One of these technologies is proposed by the European project LIFE Heat It Yourself For Sustainability (LIFE HI4S), which uses a digital twin to optimize and scale the technology ad hoc. Thanks to the work done so far, using Eurostat electricity price data (0.2525 €/kWh), we can consider that, thanks to this modeling work and a first approach towards the optimization of the operation of the plant, we have been able to quantify savings of over 200,000 € by processing only 1-2% of the exhaust gases; being, in addition, recovered about 1,000 MWh of thermal energy and producing about 20 MWh of net electricity.
The metal industry contributes significantly to global greenhouse gas emissions. For example, in the year 2020, approximately 7% of emissions and 11% of carbon dioxide (CO2), 3.6 gigatons (36 followed by 11 zeros), belong to this industry. Moreover, these numbers, far from decreasing, continue to increase year after year, driven by the growing global demand for steel.
It is important to note that the steelmaking process is not efficient in terms of CO2 and energy emissions per ton of steel produced. In fact, it is estimated that 1.91 tCO2/tsteel is emitted and 21.31 GJ/tsteel is consumed on average. This energy consumed represents between 20 and 40% of the total price of the steel produced, so improvements in efficiency would have a significant impact on the cost of the final product.
The European LIFE HI4S project
The LIFE HI4S project addresses this situation by developing a technology for the treatment, recovery and reuse of the residual energy from this industrial process.
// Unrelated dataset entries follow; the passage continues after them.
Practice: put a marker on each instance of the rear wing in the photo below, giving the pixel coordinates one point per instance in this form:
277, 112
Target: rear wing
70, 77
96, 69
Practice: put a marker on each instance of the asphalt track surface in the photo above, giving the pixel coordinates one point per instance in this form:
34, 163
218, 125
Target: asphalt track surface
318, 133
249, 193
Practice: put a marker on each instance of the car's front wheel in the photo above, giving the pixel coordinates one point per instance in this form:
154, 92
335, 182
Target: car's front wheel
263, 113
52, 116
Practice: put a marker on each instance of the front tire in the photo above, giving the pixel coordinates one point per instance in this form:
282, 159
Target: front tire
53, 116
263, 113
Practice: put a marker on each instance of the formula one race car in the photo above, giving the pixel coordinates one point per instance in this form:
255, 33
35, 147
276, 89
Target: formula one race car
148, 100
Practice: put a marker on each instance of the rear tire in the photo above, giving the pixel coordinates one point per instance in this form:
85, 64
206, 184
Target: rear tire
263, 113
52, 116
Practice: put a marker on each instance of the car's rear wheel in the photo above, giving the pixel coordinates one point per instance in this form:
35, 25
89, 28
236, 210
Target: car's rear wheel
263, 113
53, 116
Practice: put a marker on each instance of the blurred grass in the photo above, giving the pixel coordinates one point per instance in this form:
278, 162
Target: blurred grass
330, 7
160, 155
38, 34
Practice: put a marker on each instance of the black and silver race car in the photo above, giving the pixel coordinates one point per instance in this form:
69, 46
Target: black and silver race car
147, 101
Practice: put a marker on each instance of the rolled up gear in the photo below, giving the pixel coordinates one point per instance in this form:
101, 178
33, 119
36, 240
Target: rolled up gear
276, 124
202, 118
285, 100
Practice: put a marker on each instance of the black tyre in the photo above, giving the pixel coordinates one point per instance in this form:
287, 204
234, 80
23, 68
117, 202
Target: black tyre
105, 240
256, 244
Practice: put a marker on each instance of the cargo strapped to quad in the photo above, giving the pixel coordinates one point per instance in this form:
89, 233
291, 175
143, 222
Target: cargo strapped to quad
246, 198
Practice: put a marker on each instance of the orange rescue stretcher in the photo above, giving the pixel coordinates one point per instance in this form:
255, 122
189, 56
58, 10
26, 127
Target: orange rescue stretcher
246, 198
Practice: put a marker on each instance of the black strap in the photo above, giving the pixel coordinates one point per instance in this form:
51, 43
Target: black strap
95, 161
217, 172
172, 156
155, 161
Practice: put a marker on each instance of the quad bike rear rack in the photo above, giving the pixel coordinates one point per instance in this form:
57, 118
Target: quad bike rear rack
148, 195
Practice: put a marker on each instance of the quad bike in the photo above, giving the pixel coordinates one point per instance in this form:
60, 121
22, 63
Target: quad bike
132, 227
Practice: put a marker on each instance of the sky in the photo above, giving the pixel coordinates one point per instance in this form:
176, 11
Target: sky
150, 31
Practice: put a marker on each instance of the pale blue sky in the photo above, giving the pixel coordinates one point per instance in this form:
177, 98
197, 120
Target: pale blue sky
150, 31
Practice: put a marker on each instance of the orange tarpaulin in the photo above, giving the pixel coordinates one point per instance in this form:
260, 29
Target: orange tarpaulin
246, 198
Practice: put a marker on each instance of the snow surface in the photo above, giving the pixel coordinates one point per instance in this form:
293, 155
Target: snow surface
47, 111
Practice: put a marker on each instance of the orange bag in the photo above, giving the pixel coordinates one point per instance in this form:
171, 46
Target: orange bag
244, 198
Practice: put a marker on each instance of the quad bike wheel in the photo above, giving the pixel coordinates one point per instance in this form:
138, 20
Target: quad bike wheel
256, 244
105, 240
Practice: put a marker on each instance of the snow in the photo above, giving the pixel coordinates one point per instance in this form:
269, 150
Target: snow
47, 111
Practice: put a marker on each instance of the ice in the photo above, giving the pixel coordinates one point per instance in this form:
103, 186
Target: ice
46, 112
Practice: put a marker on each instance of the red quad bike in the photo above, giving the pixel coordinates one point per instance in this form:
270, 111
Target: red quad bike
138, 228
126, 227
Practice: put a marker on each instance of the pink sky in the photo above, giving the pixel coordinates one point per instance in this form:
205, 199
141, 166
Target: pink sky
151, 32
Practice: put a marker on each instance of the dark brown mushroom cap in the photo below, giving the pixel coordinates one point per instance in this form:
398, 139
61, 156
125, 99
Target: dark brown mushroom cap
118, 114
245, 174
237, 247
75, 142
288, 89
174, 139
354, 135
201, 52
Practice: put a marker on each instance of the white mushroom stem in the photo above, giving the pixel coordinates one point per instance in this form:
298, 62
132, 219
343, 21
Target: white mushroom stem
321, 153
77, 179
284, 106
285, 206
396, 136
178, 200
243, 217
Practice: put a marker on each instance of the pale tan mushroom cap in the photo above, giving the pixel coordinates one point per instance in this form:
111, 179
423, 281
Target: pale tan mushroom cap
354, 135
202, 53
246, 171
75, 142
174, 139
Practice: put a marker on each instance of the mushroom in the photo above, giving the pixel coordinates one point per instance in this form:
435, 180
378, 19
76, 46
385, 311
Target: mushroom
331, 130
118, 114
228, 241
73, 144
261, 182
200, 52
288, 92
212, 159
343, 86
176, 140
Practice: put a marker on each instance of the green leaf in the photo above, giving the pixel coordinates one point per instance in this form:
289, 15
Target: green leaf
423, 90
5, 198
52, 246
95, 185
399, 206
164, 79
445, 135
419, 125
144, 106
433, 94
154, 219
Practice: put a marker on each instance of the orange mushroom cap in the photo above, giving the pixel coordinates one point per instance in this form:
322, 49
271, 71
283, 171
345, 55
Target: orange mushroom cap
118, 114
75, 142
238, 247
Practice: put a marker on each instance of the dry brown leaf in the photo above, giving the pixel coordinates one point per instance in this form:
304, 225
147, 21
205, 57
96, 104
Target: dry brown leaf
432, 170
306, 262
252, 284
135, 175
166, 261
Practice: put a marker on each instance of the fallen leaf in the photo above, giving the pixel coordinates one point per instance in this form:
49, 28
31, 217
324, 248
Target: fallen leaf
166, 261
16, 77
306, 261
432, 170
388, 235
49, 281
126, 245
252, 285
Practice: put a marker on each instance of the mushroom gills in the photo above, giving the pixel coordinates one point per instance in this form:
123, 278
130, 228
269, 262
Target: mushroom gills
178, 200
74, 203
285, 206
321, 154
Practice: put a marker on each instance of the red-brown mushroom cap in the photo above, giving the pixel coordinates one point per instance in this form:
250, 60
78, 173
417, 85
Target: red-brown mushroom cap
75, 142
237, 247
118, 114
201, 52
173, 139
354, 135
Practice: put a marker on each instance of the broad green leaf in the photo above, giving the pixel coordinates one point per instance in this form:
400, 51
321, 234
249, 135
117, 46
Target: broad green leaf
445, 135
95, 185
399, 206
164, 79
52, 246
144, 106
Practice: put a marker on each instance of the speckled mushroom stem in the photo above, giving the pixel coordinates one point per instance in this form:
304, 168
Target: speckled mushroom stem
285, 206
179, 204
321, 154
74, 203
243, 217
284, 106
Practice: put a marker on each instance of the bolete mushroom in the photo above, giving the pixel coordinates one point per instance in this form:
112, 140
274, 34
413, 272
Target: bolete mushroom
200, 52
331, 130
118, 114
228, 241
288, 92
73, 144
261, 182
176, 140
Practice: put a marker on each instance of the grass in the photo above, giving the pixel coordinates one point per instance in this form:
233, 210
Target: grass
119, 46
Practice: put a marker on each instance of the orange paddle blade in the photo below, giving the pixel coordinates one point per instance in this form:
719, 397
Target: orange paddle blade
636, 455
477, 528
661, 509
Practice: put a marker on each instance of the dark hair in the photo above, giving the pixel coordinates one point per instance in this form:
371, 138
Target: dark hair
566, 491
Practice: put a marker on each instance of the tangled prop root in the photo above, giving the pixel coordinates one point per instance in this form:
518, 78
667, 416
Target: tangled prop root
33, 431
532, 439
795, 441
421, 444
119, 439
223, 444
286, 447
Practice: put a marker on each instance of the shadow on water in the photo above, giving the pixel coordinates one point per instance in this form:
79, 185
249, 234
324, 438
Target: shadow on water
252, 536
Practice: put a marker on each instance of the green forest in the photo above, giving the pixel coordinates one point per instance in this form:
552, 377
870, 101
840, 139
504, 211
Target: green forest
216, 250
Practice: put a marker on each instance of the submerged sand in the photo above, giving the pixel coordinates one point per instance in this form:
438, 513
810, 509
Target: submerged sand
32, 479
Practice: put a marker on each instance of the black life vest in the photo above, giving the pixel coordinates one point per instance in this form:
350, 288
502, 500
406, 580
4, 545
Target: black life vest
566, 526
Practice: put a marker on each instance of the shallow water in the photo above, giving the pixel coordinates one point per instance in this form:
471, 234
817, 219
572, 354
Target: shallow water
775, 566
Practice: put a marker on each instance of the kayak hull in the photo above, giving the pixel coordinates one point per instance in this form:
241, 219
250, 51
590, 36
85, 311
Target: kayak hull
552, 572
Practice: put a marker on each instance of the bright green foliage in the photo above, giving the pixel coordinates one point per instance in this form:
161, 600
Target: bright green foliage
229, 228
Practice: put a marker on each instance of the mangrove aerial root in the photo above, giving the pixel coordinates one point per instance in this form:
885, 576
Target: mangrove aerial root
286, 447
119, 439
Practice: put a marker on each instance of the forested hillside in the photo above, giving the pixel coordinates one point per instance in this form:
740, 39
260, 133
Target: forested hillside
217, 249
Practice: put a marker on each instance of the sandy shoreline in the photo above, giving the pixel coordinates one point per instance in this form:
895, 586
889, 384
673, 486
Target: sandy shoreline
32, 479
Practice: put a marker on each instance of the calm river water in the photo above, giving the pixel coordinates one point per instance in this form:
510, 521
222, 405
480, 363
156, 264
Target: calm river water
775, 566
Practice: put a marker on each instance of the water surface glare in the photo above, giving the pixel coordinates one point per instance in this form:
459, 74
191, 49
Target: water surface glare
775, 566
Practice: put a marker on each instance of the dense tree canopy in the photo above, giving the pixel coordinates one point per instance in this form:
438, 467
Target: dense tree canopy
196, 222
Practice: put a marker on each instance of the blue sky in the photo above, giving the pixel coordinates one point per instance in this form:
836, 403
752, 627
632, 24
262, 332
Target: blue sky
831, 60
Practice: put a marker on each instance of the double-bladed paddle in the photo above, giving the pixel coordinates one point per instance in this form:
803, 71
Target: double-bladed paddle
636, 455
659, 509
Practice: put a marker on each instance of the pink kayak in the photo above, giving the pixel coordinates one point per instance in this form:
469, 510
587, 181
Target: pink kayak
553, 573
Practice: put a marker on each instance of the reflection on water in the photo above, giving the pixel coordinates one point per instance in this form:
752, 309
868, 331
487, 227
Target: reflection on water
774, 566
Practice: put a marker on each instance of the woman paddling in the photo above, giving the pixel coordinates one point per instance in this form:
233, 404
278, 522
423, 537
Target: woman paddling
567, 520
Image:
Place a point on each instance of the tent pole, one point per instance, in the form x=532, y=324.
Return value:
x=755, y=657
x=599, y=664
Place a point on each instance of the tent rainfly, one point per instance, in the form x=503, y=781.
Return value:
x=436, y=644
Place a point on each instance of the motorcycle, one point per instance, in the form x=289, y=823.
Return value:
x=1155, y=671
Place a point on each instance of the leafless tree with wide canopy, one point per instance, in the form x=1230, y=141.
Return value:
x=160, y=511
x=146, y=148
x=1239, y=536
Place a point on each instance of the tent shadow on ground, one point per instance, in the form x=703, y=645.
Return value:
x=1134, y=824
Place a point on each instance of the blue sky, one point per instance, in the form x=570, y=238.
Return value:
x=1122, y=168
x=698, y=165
This recovered energy is used in the preheating of the scrap used as raw material, and in the production of electricity by means of an Organic Rankine Cycle (ORC). In addition, these elements are complemented by a thermal energy storage (TES) based on packed bed technology, using treated metallic slag for heat storage, which copes with the intermittency of the energy source, functioning as a buffer and low-cost storage.
CIC energiGUNE is the coordinator of this European project, contributing also in several partial technical objectives. On the one hand, the systems engineering and technology transfer group contributes its extensive experience with thermal storage and heat transfer for the design of the pilot plant to be installed at Arcelor Mittal in Sestao (Vizcaya, Spain). In addition, the team is in charge of the sizing and design of the preheating system and characterization of the TES.
On the other hand, CIC energiGUNE is in charge of the digital modeling of the complete system through the TRNSYS software; a software that allows modeling, in an efficient way, the dynamic behavior of the plant, making possible the dimensioning of the components at industrial scale and optimizing the control.